In topology, a branch of mathematics, an aspherical space is a topological space with all homotopy groups πn(X) equal to 0 when n>1.

If one works with CW complexes, one can reformulate this condition: an aspherical CW complex is a CW complex whose universal cover is contractible. Indeed, contractibility of a universal cover is the same, by Whitehead's theorem, as asphericality of it. And it is an application of the exact sequence of a fibration that higher homotopy groups of a space and its universal cover are same. (By the same argument, if E is a path-connected space and p: EB is any covering map, then E is aspherical if and only if B is aspherical.)
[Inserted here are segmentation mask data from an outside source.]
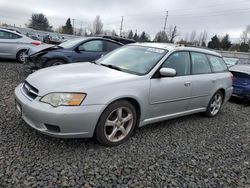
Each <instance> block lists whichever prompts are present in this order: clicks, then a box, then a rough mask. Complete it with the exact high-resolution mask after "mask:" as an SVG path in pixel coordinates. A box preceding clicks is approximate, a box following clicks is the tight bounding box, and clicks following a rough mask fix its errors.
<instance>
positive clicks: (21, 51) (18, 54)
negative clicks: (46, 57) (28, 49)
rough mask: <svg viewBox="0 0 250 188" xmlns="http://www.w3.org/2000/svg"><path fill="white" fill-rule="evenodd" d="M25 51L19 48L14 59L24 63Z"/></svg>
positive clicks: (26, 50)
mask: <svg viewBox="0 0 250 188" xmlns="http://www.w3.org/2000/svg"><path fill="white" fill-rule="evenodd" d="M26 51H27V50H20V51H19V52H18V53H17V55H16V59H17V60H18V61H19V62H20V63H25V55H26Z"/></svg>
Aspherical spaces are, directly from the definitions, Eilenberg-MacLane spaces. Also directly from the definitions, aspherical spaces are classifying spaces of their fundamental groups.

## Examples

• Using the second of above definitions we easily see that all orientable compact surfaces of genus greater than 0 are aspherical (as they have either the Euclidean plane or the hyperbolic plane as a universal cover).
• It follows that all non-orientable surfaces, except the real projective plane, are aspherical as well, as they can be covered by an orientable surface genus 1 or higher.
• Similarly, a product of any number of circles is aspherical. As is any complete, Riemannian flat manifold.
• Any hyperbolic 3-manifold is, by definition, covered by the hyperbolic 3-space H3, hence aspherical. As is any n-manifold whose universal covering space is hyperbolic n-space Hn.

## Symplectically aspherical manifolds

If one deals with symplectic manifolds, the meaning of "aspherical" is a little bit different. Specifically, we say that a symplectic manifold (M,ω) is symplectically aspherical if and only if

$\int_{S^2}f^*\omega=\langle c_1(TM),f_*[S^2]\rangle=0$

for every continuous mapping

$f\colon S^2 \to M,$

where $c_1(TM)$ denotes the first Chern class of an almost complex structure which is compatible with ω.

By Stokes' theorem, we see that symplectic manifolds which are aspherical are also symplectically aspherical manifolds. However, there do exist symplectically aspherical manifolds which are not aspherical spaces.[1]

Some references[2] drop the requirement on c1 in their definition of "symplectically aspherical." However, it is more common for symplectic manifolds satisfying only this weaker condition to be called "weakly exact."